Its funny, its only been like a week when I was having a drink with the Information Officer of the United Nations High Commissioner for Refugees when we had a heated yet friendly debate about the future of Tanzanian newspapers or rather their demise.
His take was that Tanzania newspapers are literally hanging on a thread and its only a couple of years for online publications to totally take over. He revealed to me that he had virtually stopped buying hard copies of newspapers and was reading everything online and it won't be too long until newspaper sales will hit rock bottom.
Personally I feel that newspapers will not suffer the same fate as that of dinosaurs of ever being extinct. I agree that there sales will drastically reduce as trends are already showing but disappearing altogether...naaaaa!
Reading Rupert Murdoch's speech that he read in 2005 was sure a wake-up call and to be honest its quite interesting that what he said over seven years ago are now just starting to pop up in Tanzania.
As the Internet gets deeper rooted in the lives of people, evidence shows that consumers of news between the ages of 18-34 are increasingly using the web as their medium of choice for news consumption.
Statistics show that only 9 percent describe newspapers as trustworthy, a scant 8 percent find newspapers useful, and only 4 percent of respondents think newspapers are entertaining.
Stop for a minute and try to ingest this information. Without being too rude, these numbers simply say that we in this profession and business are feeding crap (to put it mildly) to our audience and that we don't have the faintest clue who these people are and what they want.
Allow me to quote from Mr Murdoch's speech.
"Thinking back to the challenge that television posed to the newspaper business, we can see some similarities. A new technology comes along, and like many new things, it is somewhat exciting at first, simply by virtue of being new. Like the advent of radio before it, television was always going to be at best an alternative way to get the news, and at worst a direct competitor. There was no way to make it a part, or even a partner, of the paper.
That is manifestly not true of the internet. And all of our papers are living proof. I venture to say that not one newspaper represented in this room lacks a website. Yet how many of us can honestly say that we are taking maximum advantage of those websites to serve our readers, to strengthen our businesses, or to meet head-on what readers increasingly say is important to them in receiving their news?"
Again much as this speech was read seven odd years and for the American audience and setting, in today's Tanzania, these are the questions that we should be asking yourselves today. In many aspects of the Tanzanian society today, innovation and invention are two words constantly being used, it is my belief that with their right usage, newspapers and online edition can work hand in hand without the other losing out.
I totally agree with Mr Murdoch when he said that, "The challenge, however, is to deliver news in ways consumers want to receive it. Before we can apply our competitive advantages, we have to free our minds of our prejudices and predispositions, and start thinking like our newest consumers".

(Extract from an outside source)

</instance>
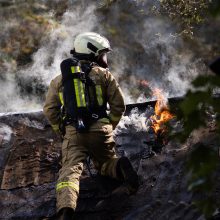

Murduch couldn't have put it better when he said," The challenge for us – for each of us in this room – is to create an internet presence that is compelling enough for users to make us their home page. Just as people traditionally started their day with coffee and the newspaper, in the future, our hope should be that for those who start their day online, it will be with coffee and our website".
The battle is on, let's pick up our arms and charge!